Горел костер, оседал иней на травы. И не видели рудоискатели и охотники, как к их костру тихо подкрались Безродный с Цыганом. Махнули руками и поехали дальше: с этих, мол, взять нечего.
Копыта их коней были обмотаны кусками кожи с недавно убитого изюбра: не было слышно цоканья по камням.
7
Нет, пожалуй, осени чудеснее на всем белом свете, чем осень в этом краю тигровом. Сопки в жарких кострищах кленов, всех тонов и оттенков, березы осыпаны золотом, малахитовая вязь заплелась в кроны кедров и елей. Тихо шепчутся падающие листья, никнут усталые травы к земле. Радостно и грустно от всего этого. Вот легкий морозец уронил кисею инея на листву – знать, завтра будут новые краски, новые узоры. Тайга, как модница, наряжалась в разные платья, цветастые, неповторимые.
Тайга увядала, тайга плакала золотыми слезами. Жила, как и миллионы лет назад, по законам природы, по течению времени.
Маков хотел быть честным пахарем. Он ехал сюда, чтобы получить свою землю, чтобы хоть к старости подняться на крыло. Но случайная встреча с Безродным резко изменила его жизнь. Жестокий Безродный голодом, а затем показной добротой сломил гордячку Груню, затем без особых усилий заставил работать на себя безвольного Терентия Макова. Сейчас Терентий самый богатый мужик среди суворовцев: дом под тесовой крышей, амбары, пасека, конюшня, разные пристройки. Он теперь может и посидеть сложа руки, и все за него сделают работники. Мог кружками пить медовуху и не пьянеть, не пьянеть потому, что в груди завелся тягостный червь сомнения, он точил сердце: его ли все это? Нет, все это не Макова, все это Безродного. Он всего лишь безродновский пес, что сторожит эти богатства. Вот если бы все это он нажил своим горбом, потом мужицким, тогда была бы радость, было бы доброе похмелье…
Отцветала таволожка. Последние капли меда несли в ульи пчелы. Любил Терентий возиться на пасеке. Эх, если бы на своей!.. Все закуплено, все запродано, даже душа Макова, а не только пролетающая пчелка.

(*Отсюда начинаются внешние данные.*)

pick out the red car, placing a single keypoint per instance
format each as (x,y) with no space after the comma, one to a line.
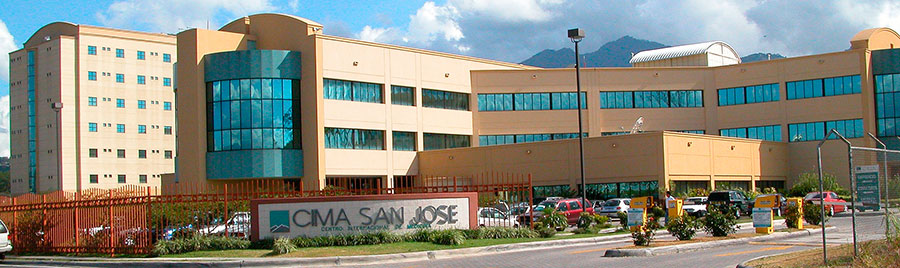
(836,203)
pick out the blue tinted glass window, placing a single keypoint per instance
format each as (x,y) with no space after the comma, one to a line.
(404,141)
(250,114)
(352,91)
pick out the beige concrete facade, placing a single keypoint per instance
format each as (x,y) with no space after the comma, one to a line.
(653,156)
(711,117)
(61,74)
(328,57)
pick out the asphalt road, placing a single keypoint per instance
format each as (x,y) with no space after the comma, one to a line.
(870,226)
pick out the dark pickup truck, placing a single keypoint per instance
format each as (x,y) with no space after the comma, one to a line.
(734,199)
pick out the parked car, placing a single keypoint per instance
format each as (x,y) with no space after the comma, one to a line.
(612,207)
(237,226)
(779,207)
(493,217)
(5,245)
(734,199)
(830,197)
(571,208)
(695,206)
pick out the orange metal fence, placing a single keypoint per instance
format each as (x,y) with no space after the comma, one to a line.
(131,219)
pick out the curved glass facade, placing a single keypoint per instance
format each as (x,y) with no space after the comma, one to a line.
(251,114)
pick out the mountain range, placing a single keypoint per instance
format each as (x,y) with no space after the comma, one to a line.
(612,54)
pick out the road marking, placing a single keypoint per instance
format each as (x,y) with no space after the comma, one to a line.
(786,244)
(754,251)
(589,250)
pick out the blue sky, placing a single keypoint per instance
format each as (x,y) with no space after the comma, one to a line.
(507,30)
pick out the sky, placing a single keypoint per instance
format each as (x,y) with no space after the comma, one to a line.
(506,30)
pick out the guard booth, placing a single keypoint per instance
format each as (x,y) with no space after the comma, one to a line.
(762,213)
(637,213)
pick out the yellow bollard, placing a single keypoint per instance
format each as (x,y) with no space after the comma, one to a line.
(799,203)
(637,213)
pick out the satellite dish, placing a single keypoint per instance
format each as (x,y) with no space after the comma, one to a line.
(638,125)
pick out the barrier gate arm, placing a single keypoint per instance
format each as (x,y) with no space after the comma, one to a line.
(822,189)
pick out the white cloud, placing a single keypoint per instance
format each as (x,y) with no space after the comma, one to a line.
(513,30)
(4,126)
(174,15)
(7,44)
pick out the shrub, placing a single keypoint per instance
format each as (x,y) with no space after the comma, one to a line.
(791,215)
(809,182)
(720,220)
(644,236)
(657,212)
(448,237)
(682,228)
(262,244)
(812,214)
(197,243)
(283,246)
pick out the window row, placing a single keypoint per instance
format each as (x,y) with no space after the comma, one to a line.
(651,99)
(352,91)
(435,141)
(253,139)
(120,53)
(486,140)
(749,94)
(121,178)
(823,87)
(768,133)
(120,153)
(530,101)
(852,128)
(120,128)
(358,139)
(252,89)
(141,104)
(445,100)
(246,114)
(141,79)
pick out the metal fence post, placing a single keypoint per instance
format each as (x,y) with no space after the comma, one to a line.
(226,210)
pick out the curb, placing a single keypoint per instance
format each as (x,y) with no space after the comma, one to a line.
(319,261)
(705,245)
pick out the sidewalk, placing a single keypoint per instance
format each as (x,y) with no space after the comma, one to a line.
(328,261)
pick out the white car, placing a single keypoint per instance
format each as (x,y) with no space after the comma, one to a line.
(695,206)
(612,207)
(237,226)
(5,245)
(493,217)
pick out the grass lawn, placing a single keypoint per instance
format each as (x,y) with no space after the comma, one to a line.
(872,254)
(401,247)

Старик воевал с шершнями. Эти разбойники таились на сучьях лип, берез и ильмов, ждали, когда мимо полетит пчела с нектаром. Волками бросались на пчелу, хватали в цепкие лапки, убивали своим ядом и уносили на дерево, чтобы разорвать сильными челюстями медовые мешочки и выпить, сделать небольшой запас для своей матки, сами же они умрут.

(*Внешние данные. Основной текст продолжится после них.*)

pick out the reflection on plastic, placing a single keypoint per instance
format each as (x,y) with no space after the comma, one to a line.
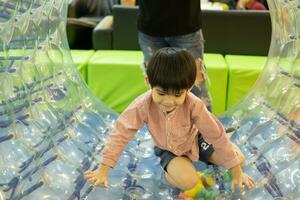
(52,128)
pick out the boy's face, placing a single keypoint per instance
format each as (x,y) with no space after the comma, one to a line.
(168,101)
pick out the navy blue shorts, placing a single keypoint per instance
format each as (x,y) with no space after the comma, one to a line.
(205,151)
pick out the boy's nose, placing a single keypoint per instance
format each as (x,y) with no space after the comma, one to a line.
(168,100)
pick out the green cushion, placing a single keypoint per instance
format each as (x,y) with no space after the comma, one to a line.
(218,73)
(243,72)
(115,77)
(81,58)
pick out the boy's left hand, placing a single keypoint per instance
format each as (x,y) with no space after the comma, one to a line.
(239,178)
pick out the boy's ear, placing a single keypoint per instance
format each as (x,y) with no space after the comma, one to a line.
(147,82)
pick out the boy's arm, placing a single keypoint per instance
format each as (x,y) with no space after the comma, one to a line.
(213,132)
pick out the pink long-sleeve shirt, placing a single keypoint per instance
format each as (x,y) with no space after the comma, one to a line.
(175,132)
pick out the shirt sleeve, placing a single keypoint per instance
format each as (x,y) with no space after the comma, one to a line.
(213,132)
(125,127)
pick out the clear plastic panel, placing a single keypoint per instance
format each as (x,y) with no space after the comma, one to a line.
(52,128)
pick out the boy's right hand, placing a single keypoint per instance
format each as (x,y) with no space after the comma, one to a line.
(98,177)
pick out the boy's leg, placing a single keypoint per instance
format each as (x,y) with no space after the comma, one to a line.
(181,173)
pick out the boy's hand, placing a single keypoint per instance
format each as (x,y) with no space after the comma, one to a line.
(240,179)
(98,177)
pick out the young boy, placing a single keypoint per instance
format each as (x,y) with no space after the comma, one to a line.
(182,128)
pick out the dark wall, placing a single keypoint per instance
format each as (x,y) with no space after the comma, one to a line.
(225,32)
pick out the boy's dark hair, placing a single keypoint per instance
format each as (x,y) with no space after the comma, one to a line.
(172,69)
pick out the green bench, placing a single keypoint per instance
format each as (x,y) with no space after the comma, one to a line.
(243,72)
(116,78)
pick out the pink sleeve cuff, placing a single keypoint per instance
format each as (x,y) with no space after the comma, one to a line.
(108,162)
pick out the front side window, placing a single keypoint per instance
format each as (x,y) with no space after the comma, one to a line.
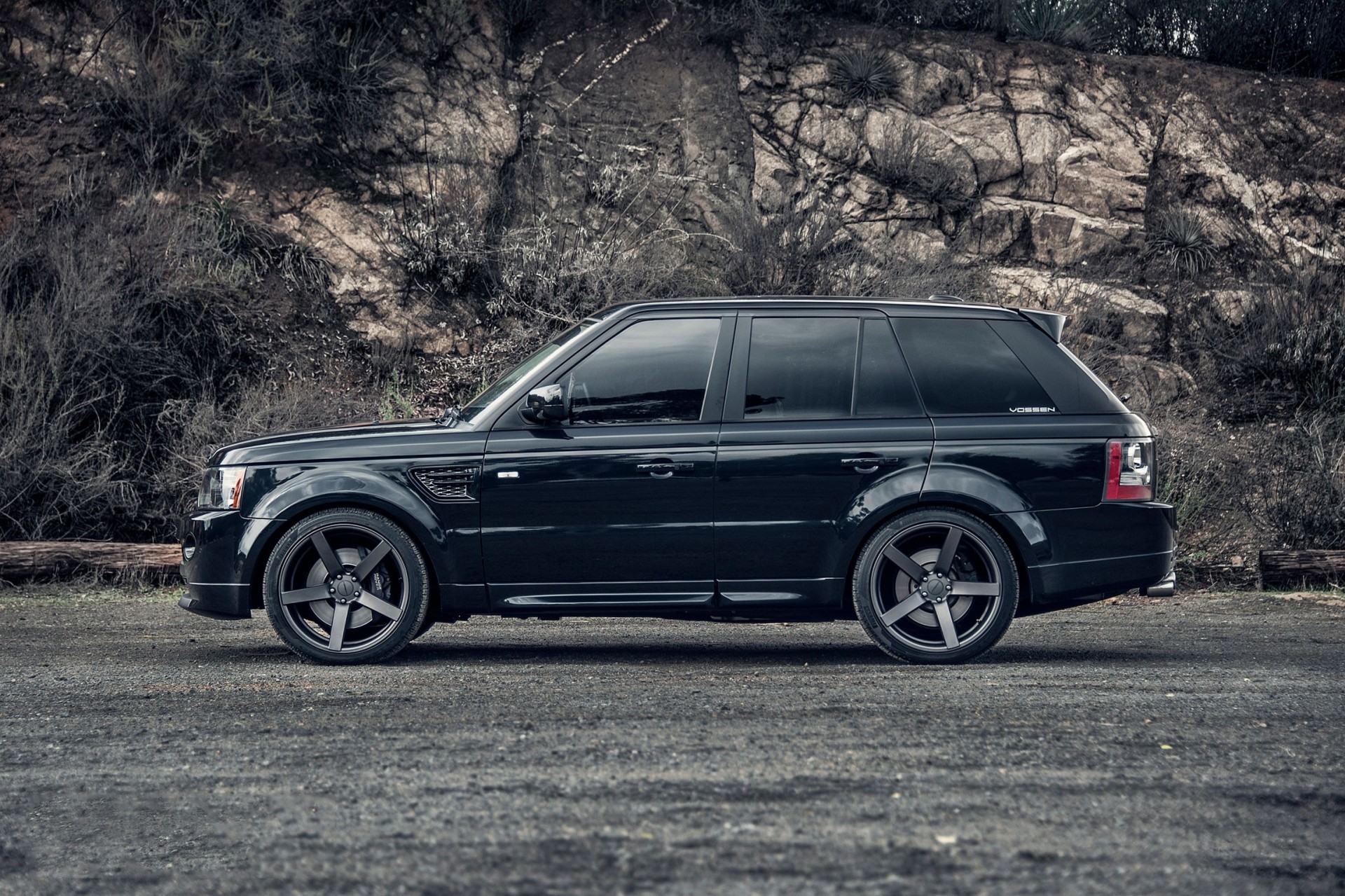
(962,366)
(651,371)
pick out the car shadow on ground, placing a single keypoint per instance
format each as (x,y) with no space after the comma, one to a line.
(663,653)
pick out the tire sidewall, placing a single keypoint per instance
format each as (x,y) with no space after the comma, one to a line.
(872,551)
(418,584)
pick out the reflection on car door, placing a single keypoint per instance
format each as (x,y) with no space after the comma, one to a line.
(614,506)
(821,425)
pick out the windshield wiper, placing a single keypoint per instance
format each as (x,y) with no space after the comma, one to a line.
(453,413)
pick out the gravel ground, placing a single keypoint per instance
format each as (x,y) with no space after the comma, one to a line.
(1138,745)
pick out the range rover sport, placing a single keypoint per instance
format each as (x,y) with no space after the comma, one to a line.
(932,469)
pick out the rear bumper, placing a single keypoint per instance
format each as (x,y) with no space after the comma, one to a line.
(1086,553)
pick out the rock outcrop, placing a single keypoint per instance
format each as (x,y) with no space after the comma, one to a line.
(1045,165)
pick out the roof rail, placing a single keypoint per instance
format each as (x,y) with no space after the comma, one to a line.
(1049,322)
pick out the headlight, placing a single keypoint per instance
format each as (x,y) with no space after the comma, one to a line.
(221,489)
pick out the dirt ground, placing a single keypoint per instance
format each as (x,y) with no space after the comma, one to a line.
(1194,744)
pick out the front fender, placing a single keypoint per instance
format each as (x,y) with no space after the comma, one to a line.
(448,535)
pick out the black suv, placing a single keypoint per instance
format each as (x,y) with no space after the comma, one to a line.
(928,467)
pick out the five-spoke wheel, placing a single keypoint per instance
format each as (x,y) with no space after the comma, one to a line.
(935,587)
(346,586)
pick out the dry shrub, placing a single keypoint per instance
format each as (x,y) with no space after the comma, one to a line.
(439,237)
(564,272)
(1295,494)
(805,251)
(295,73)
(909,162)
(1288,347)
(111,315)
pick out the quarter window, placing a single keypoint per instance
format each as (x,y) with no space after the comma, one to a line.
(651,371)
(963,368)
(885,388)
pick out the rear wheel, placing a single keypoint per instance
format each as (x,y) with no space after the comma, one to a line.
(346,586)
(935,586)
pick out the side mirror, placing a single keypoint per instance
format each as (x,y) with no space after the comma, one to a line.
(546,404)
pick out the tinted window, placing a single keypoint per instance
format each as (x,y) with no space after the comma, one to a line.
(963,368)
(801,368)
(885,388)
(654,371)
(1072,387)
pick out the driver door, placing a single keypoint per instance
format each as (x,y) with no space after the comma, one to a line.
(614,505)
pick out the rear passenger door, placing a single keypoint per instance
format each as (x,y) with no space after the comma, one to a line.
(821,428)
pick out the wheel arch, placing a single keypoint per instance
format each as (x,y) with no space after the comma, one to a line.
(427,535)
(1001,524)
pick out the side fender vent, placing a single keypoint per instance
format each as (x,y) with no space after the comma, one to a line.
(448,483)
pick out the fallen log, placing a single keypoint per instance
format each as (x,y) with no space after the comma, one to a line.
(53,558)
(1302,568)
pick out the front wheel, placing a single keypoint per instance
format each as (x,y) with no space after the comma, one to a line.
(346,586)
(935,587)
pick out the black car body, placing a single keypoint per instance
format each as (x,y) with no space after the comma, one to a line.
(719,459)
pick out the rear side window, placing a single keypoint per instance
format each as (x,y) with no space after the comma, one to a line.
(651,371)
(801,368)
(963,368)
(826,369)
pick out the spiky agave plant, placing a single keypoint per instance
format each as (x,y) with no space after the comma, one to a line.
(864,73)
(1184,240)
(1068,23)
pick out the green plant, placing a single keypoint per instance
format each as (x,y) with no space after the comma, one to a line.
(1070,23)
(908,160)
(397,404)
(1184,240)
(864,73)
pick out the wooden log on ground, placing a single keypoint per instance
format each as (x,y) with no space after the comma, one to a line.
(53,558)
(1302,568)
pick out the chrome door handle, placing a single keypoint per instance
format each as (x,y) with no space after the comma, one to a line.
(665,469)
(869,464)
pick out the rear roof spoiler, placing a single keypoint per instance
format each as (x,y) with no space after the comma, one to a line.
(1049,322)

А осень разливалась над тайгой, а осень тосковала густым кленовым багрянцем, плакала листьями. А рядом успокаивающая тишина да ворчливый голос Терентия Макова:
– Вот разбойники, напасти на вас нету! Чужим добром живете!

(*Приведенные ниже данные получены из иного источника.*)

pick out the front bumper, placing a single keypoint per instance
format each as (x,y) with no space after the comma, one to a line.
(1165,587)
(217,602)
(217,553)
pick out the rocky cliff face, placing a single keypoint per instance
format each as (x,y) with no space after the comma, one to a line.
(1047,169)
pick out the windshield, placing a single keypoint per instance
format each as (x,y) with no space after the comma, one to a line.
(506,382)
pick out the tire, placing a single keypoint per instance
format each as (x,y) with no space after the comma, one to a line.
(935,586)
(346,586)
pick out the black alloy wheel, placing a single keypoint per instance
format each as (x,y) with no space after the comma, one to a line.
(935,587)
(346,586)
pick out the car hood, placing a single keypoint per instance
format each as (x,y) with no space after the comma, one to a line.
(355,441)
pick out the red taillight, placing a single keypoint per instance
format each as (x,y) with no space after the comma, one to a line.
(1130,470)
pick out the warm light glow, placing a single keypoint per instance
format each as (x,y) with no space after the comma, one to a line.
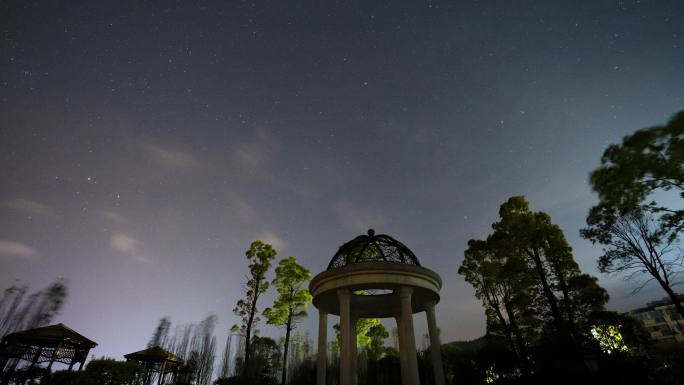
(609,338)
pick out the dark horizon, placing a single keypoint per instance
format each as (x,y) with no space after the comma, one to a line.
(144,146)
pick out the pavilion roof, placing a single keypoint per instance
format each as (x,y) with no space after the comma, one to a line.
(153,354)
(50,336)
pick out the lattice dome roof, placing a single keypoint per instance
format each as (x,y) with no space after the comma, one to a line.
(373,248)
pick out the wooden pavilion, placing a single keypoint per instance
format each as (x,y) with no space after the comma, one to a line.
(54,343)
(157,360)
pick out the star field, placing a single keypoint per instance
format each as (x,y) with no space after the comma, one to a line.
(144,145)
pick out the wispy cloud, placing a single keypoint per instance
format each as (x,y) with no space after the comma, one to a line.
(30,207)
(244,210)
(272,239)
(12,249)
(171,158)
(124,243)
(255,153)
(111,216)
(358,217)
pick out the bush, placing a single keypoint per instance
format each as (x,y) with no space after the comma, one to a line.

Ругался, а сам невольно сравнивал шершней-разбойников со своим зятем и с самим собой. Одна бригада корневщиков за другой исчезали в тайге… Он знал о страшных и темных этих делах. Он был их помощником, Косвенным, но помощником.
– Вот распроклятое семя, секут пчелу – и только. Как их отвадить от разбоя? Сколько меду пчелки не донесут? – сокрушался Терентий, сам же искоса смотрел на тайгу. Там тоже бродили «шершни», которые убивали не пчелок, а людей.
Через забор перемахнула Найда. В ее зубах бился и верещал детским голосом заяц, таращил раскосые глаза, молотил лапками по воздуху, будто убежать хотел. Маков покосился в сторону Найды, заворчал:
– Ну рази так можно, Найда? Уж лучше бы придушила, чем мучить!
Найда отвернулась от хозяина, будто ей и правда было стыдно за свои дела.
– Эхе-хе, жизня, не знаешь, куда и голову приложить. Все свою струну тянут. И этот гдей-то шурует по людям. М-да…
К Найде бросились щенята, уже довольно крупные, особенно черный, по кличке Шарик. Ростом он уже догнал мать, хотя еще был угловат и нескладен. Заяц, которого отпустила Найда, бросился убегать, ковыляя на покалеченных лапках, но Шарик догнал его, прижал к земле, схватил за шею и задавил. Серый пес крутился рядом. Он знал, что это уже не игра, где можно небольно кусать друг друга, здесь уже вступал закон сильного. Серый же хорошо знал клыки своего брата. Однажды он осмелел и хотел отобрать у него зайчонка, но получил такую трепку, что несколько дней хромал на все лапы. Найда попыталась восстановить справедливость, но Шарик покусал и ее, загнал в конуру.
– Не щенок, а дьяволенок, – ворчал Терентий, – даже матери не опустил. Вскормила на свою голову.
Но Шарик был честен. Он съел половину зайца, вторую оставил брату. Потом, сытые, они играли рваной рукавицей. Здесь Шарик играючи поддавался Серому, но нет-нет да сбивал с ног, прижимал лапами к земле, покусывая его шею. Но вот Найда навострила уши и зарычала.